Heart Transplant

Heart Transplant

Heart Transplant Surgery In India

A heart transplant is a surgery carried out to replace a failing, damaged and dysfunctional heart with a healthier donor heart. This transplant is a medical treatment option for people who are in the end stages of heart failure. And for people who have tried several medications, lifestyle changes, and less invasive procedures which haven’t succeeded.
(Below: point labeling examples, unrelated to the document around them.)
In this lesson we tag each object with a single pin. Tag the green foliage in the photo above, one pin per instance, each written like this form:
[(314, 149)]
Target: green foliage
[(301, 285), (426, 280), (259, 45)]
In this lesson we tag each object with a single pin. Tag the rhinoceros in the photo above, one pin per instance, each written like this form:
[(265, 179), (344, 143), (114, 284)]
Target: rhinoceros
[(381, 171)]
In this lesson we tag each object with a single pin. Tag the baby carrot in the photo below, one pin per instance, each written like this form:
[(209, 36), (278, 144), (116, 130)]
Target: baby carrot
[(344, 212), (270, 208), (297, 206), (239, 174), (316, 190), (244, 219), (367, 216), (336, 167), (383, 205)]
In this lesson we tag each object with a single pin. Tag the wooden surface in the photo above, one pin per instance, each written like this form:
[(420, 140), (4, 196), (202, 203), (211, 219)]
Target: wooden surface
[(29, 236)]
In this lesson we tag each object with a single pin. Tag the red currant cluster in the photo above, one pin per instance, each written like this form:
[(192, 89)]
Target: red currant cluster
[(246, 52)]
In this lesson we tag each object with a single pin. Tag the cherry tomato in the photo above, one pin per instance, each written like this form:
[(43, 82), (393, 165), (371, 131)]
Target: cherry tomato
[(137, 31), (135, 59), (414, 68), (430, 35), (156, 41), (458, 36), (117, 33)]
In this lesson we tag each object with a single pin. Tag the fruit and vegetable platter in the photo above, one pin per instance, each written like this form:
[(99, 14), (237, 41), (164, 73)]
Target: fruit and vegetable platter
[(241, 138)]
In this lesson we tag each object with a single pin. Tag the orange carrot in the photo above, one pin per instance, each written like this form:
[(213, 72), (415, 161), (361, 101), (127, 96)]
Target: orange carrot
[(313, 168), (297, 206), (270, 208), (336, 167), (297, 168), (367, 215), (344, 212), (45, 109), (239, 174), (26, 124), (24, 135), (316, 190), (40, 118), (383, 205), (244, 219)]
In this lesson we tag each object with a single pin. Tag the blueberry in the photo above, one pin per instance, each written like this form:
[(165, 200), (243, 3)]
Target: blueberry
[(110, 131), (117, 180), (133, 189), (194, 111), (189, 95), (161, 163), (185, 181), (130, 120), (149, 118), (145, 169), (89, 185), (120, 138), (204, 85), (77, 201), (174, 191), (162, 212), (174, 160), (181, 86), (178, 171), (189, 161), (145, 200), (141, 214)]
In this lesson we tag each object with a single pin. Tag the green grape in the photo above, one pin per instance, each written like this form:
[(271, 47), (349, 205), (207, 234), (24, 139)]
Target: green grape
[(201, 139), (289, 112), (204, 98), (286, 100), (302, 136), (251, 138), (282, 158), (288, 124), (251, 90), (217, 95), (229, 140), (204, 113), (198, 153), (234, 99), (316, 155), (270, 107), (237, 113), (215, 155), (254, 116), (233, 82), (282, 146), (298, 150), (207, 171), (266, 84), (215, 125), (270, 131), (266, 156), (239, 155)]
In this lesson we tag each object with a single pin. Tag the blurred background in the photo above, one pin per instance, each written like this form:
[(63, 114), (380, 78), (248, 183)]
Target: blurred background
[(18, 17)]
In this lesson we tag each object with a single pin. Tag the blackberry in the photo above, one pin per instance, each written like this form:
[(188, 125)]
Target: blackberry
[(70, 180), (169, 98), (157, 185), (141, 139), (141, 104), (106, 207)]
When is a Heart Transplant done?

Heart Transplant is performed on a patient when the treatments for other serious heart ailments haven't succeeded. This may lead to a dysfunctional heart ultimately leading to heart failure. Here are the following conditions that can lead to heart failure:

  • A congenital defect
  • Coronary artery disease
  • A valve dysfunction or disease
  • A weakened heart muscle (cardiomyopathy)
  • Recurring abnormal heart rhythms (ventricular arrhythmias)
  • Previous heart transplant failure

Who needs a heart transplant?

In cases of advanced heart failure, heart transplantation is considered a lifesaving measure, that's because your heart has sustained a long-term injury or is weakening, rendering it unable to pump enough blood to the rest of your body. There is a vast range of possible causes for this form of heart failure. The majority of patients requiring a heart transplant suffer from one of the following:


Diseases that affect the heart muscle are often referred to as cardiomyopathies. Infections and inherited disorders are two potential reasons. Even after a battery of tests, sometimes the root reason remains unknown (idiopathic).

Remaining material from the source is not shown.